Track: Production Readiness: Building Resilient Systems

Location: Ballroom BC

Day of week:

A production readiness review is used by software companies to determine whether the design and implementation of the system is ready to be released to its customers. The process is used to identify and address the reliability of a service, sufficiency of the coverage of privacy and security needs, and the ease of the operability. This track explores what types of aspects of software need to be prepared to start taking on full production load with customer’s data. Topics include observability, emergency response, capacity planning, release processes, and SLOs for availability and latency.
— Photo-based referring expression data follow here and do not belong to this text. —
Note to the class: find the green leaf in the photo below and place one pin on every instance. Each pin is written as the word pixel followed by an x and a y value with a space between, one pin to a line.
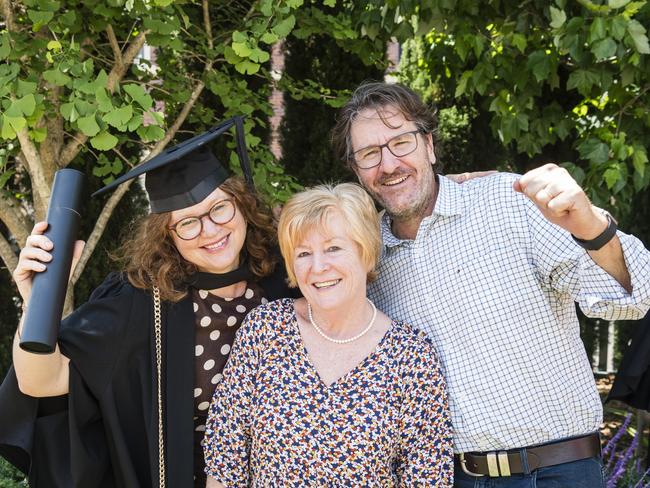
pixel 240 37
pixel 540 64
pixel 105 103
pixel 39 18
pixel 150 133
pixel 269 38
pixel 558 17
pixel 69 112
pixel 38 134
pixel 259 55
pixel 158 117
pixel 25 88
pixel 618 27
pixel 56 77
pixel 247 67
pixel 104 141
pixel 604 49
pixel 27 104
pixel 6 175
pixel 54 46
pixel 231 56
pixel 598 30
pixel 519 41
pixel 461 88
pixel 120 117
pixel 594 150
pixel 241 49
pixel 266 7
pixel 283 28
pixel 139 95
pixel 611 176
pixel 135 122
pixel 583 80
pixel 639 159
pixel 637 33
pixel 5 46
pixel 88 125
pixel 7 131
Track Host: Michelle Brush

Engineering Manager, SRE @Google

Michelle Brush is a math geek turned computer geek with 20 years of software development experience. She has developed algorithms and data structures for pathfinding, search, compression, and data mining in embedded as well as distributed systems. In her current role as an SRE Manager for Google, she leads the teams of SREs that ensure GCP's APIs are reliable. Previously, she served as the Director of HealtheIntent Architecture for Cerner Corporation, responsible for the data processing platform for Cerner’s Population Health solutions. Prior to her time at Cerner, she was the lead engineer for Garmin's automotive routing algorithm.

10:35am - 11:25am

Monitoring and Tracing @Netflix Streaming Data Infrastructure

Netflix streaming data infrastructure transports trillions of events per day and supports hundreds of streaming processing jobs. The team behind it is small and there is no separate operations team. To efficiently manage and operate this huge infrastructure and reduce operational burden for everyone, we developed a set of tools that enables automated operations and mitigations. Our Kafka monitoring tools provide comprehensive signals and great insights into the health of our Kafka brokers and consumers, from which we derived ways to automate error handling that improves stability of brokers and stream processing jobs. For data streams that have high consistency requirements, instead of purely relying on aggregated counts that may be misleading, we trace individual events along their transporting path. Enabled by stream processing with minimal resources, tracing provides insight into end-to-end data loss, duplicates and latency at near real time and with high accuracy. These results helped us to further improve our service quality and validate design trade-offs.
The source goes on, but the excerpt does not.